Freedom of religion: At the bottom of the list

The State Department’s report is just a warning light, showing sincere friendly concern.  It should be viewed as a signal from a faraway friend relating the grave state we are in

Op-ed, Naomi Chazan, Yediot, November 18 2009

Recently we heard that a US State Department report that examined degrees of freedom of religion around the world put Israel at the bottom of the democratic states’ list.  According to the report, Israel treats other religions and certain Jewish currents unequally and often with disrespect.  According to the report, Israel has failed in every parameter of equality, liberty, and openness towards a variety of religious currents.  Reality as reflected in this report requires that we boldly examine where we came from and where we are headed.

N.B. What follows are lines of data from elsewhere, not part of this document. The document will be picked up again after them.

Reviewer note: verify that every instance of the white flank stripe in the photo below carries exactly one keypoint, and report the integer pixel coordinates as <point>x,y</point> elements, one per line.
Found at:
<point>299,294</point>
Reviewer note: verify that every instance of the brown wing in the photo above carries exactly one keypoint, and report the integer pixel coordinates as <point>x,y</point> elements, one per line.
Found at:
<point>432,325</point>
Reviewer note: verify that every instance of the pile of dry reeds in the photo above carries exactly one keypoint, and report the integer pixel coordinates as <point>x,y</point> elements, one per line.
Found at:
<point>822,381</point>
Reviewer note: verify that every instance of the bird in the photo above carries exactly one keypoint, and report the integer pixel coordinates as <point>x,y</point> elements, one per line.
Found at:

The State of Israel was established by many groups that were identified with various religious and secular currents and that often clashed over the wishes each of them had to apply their views to the entire state.  Israel’s founding document, the Declaration of Independence, proclaimed pluralistic equality when it declared that the State of Israel “will guarantee freedom of religion, conscience, language, education and culture; it will safeguard the Holy Places of all religions.”

Yet, this vision had enemies from day one.  Ironically, one of the declaration signatories, the late Minister David Tzvi Pinkas, fought against traffic on the Sabbath and anti-religious radicals attempted to assassinate him.  This example goes to show that brute force and intolerance come from every direction and attack everyone.

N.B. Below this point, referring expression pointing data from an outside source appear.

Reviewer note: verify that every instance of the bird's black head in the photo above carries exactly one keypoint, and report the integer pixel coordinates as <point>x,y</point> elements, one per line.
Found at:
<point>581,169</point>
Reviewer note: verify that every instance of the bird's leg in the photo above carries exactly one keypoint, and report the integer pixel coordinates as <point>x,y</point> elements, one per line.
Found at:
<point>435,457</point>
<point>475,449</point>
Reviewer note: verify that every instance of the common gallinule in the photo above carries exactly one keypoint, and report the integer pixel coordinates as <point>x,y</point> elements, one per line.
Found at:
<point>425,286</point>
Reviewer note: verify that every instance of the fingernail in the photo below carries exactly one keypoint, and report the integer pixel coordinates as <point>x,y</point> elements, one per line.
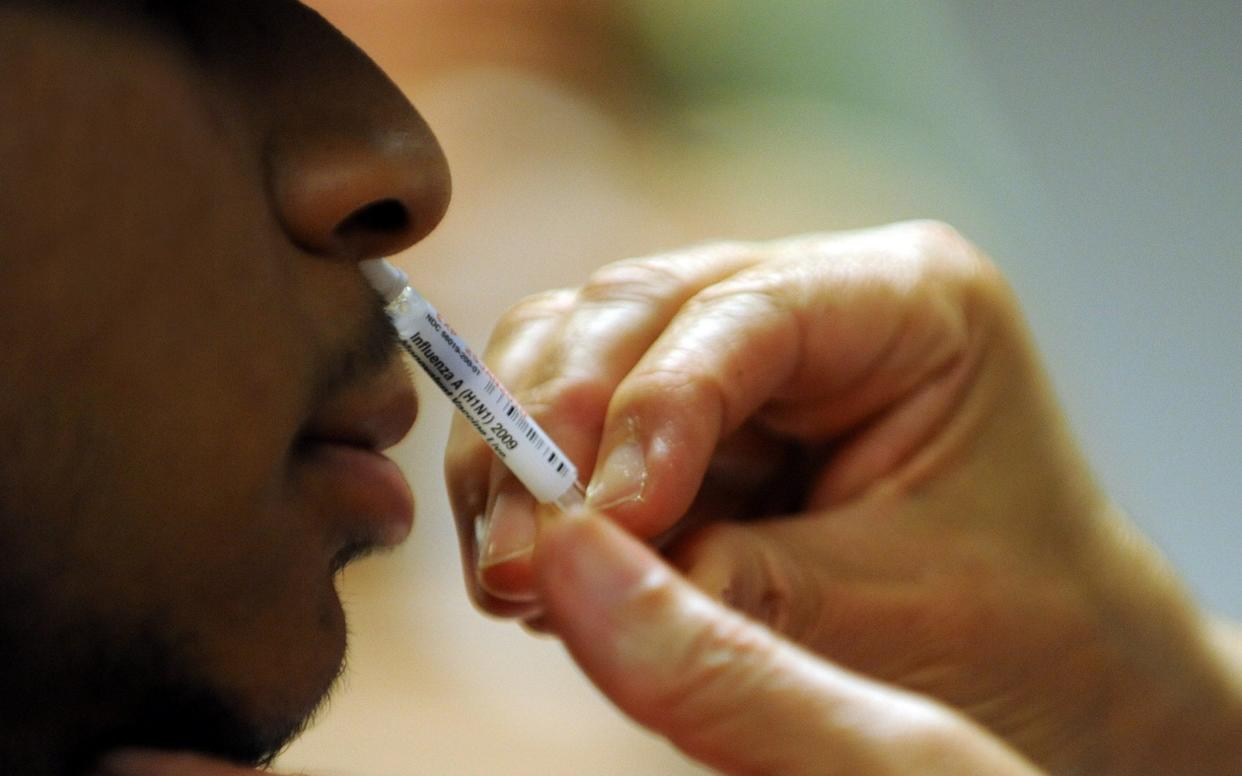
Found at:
<point>508,530</point>
<point>624,474</point>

Over the years, however, a certain religious current assumed hegemony over religious issues in the State of Israel, even though it does not represent the majority of its citizens and is even rejected by certain parts of the Orthodox currents.  That hegemony established that there is only one way to be a Jew, marry, divorce, be buried, convert to Judaism, and give meaning to the vision of the Jewish state.  This monolithic approach, which confuses unity with uniformity, drove many groups away from Jewish heritage, and is far from reflecting the spirit of the Declaration of Independence, the world Jewry, and the wide diversity of Jewish views and expressions that exist in the 21st century.  This exacerbated tensions within the Israeli society and helped mutual disrespect, which has become increasingly typical of the Israeli way of life today, take deeper root.  Additionally, it contributes to the further alienation between the State of Israel and the world Jews, most of whom live in pluralist societies.

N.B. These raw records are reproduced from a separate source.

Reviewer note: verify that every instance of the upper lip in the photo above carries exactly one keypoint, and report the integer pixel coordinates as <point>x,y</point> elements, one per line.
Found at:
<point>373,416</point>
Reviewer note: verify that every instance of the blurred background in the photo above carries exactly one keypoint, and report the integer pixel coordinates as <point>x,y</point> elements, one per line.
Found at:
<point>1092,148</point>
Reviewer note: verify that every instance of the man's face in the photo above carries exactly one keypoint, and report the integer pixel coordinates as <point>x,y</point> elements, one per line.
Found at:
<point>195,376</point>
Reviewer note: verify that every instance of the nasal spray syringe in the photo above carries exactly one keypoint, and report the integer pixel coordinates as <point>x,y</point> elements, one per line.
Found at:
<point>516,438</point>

It is hard to overstate the threat this poses to the State of Israel’s inner strength and stability.  The State Department’s report is just a warning light, showing sincere friendly concern.  It should be viewed as a signal from a faraway friend relating the grave state we are in.  If we wish to continue existing as a state that belongs in the realm of open and democratic states, while offering a supportive and welcoming home for the various religious currents that exist inside it, the State of Israel must seriously address the grave consequences of the status quo in state-religion affairs that remains in effect.

The fact that a significant movement that promotes religious pluralism is evolving in the civilian society here is challenging the recurring attempts to further anchor the hegemony of the old religious establishment.  Furthermore, that movement offers a vision of hope and a different kind of relations between the various religious and secular groups in the Israeli society.  That pluralist, civilian movement shows its power by continuously creating various alternatives for weddings, other rituals, and Jewish identity as a whole.  Expanding further, these alternatives will eventually shed a ridiculous light on the current uniform religious hegemony.  Only then will Israel be taken off the list of countries where freedom of religion and conscience is restricted.